The brain is built of white matter, long neural wires that pass messages back and forth between different brain regions, and grey matter, tight nets of neurons that give the brain its characteristic wrinkles. Recent MRI studies have shown that playing a season or two of high school football can weaken white matter, which is mostly found nestled in the interior of the brain. Liu and his team wanted to know if repetitive blows to the head could also affect the brain’s grey matter.

“Grey matter in the cortex area is located on the outside of the brain, so we would expect this area to be more directly connected to the impact itself,” Liu said.

The researchers used a new type of MRI called diffusion kurtosis imaging to examine the intricate neural tangles that make up gray matter.

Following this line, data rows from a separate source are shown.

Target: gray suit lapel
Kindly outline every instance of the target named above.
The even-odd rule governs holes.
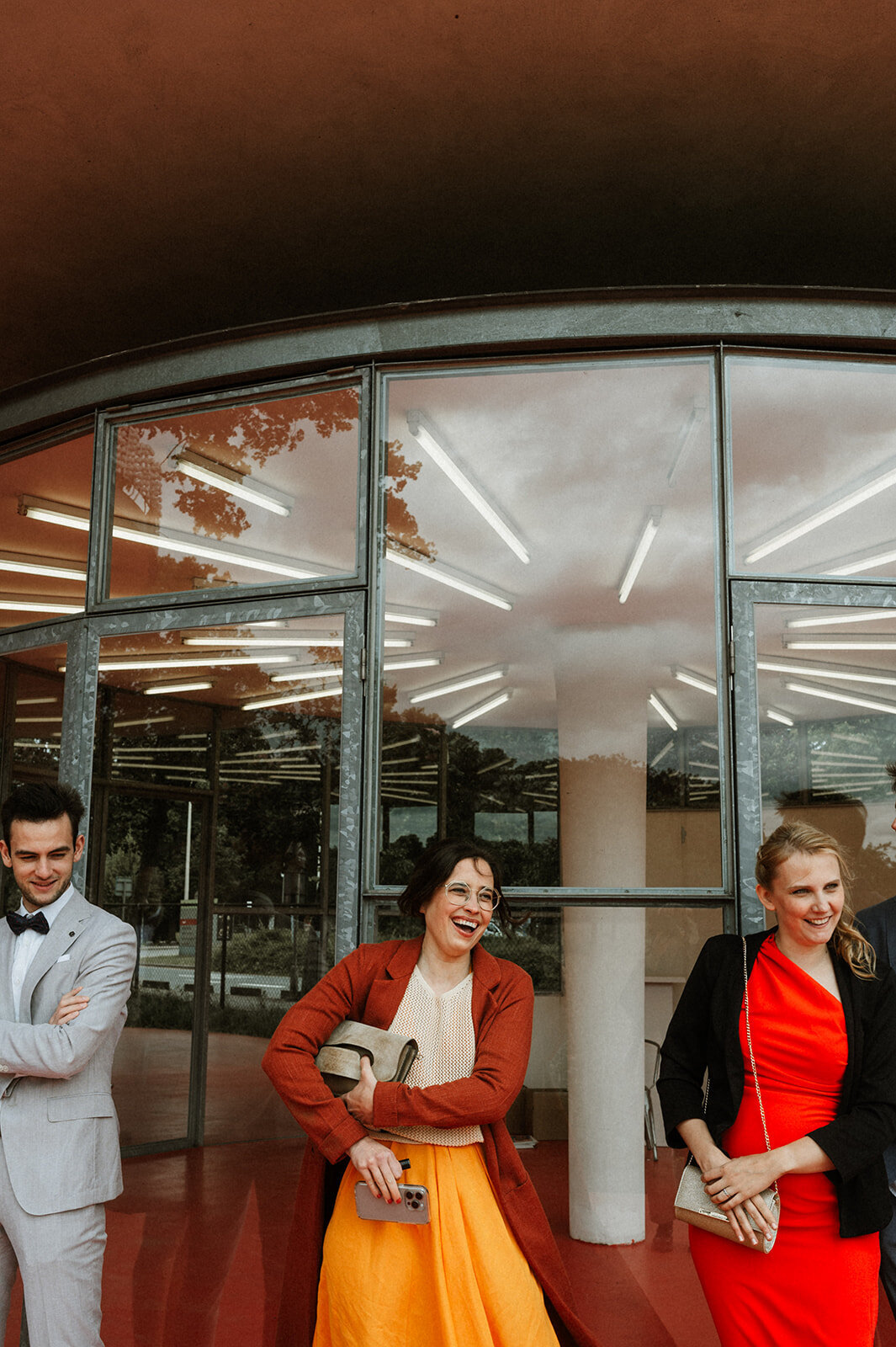
[[[48,933],[40,942],[40,948],[31,960],[31,967],[22,983],[22,1001],[19,1006],[20,1018],[31,1020],[31,997],[40,978],[57,962],[61,954],[78,939],[85,925],[90,920],[93,907],[82,898],[78,890],[71,894],[65,908],[50,927]],[[7,979],[8,981],[8,979]],[[71,990],[67,987],[66,990]]]

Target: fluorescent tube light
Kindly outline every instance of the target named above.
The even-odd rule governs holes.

They found that the organization of the gray matter in players’ brains changed after a season of football, and these changes correlated with the number and position of head impacts measured by accelerometers mounted inside players’ helmets.

The changes were concentrated in the front and rear of the cerebral cortex, which is responsible for higher-order functions like memory, attention and cognition, and in the centrally located thalamus and putamen, which relay sensory information and coordinate movement.

“Although our study did not look into the consequences of the observed changes, there is emerging evidence suggesting that such changes would be harmful over the long term,” Liu said.

Tests revealed that students’ cognitive function did not change over the course of the season, and it is yet unclear whether these changes in the brain are permanent, the researchers say.

“The brain microstructure of younger players is still rapidly developing, and that may counteract the alterations caused by repetitive head impacts,” said first author Nan-Ji Gong, a postdoctoral researcher in the Department of Electrical Engineering and Computer Sciences at UC Berkeley.

However, the researchers still urge caution – and frequent cognitive and brain monitoring – for youth and high schoolers engaged in impact sports.

“I think it would be reasonable to debate at what age it would be most critical for the brain to endure these sorts of consequences, especially given the popularity of youth football and other sports that cause impact to the brain,” Liu said.

Co-authors are Samuel Kuzminski of the University of Oklahoma; Michael Clark, Melissa Fraser and Kevin Guskiewicz of the University of North Carolina at Chapel Hill; Mark Sundman of the University of Arizona; and Jeffrey R. Petrella of the Duke University School of Medicine.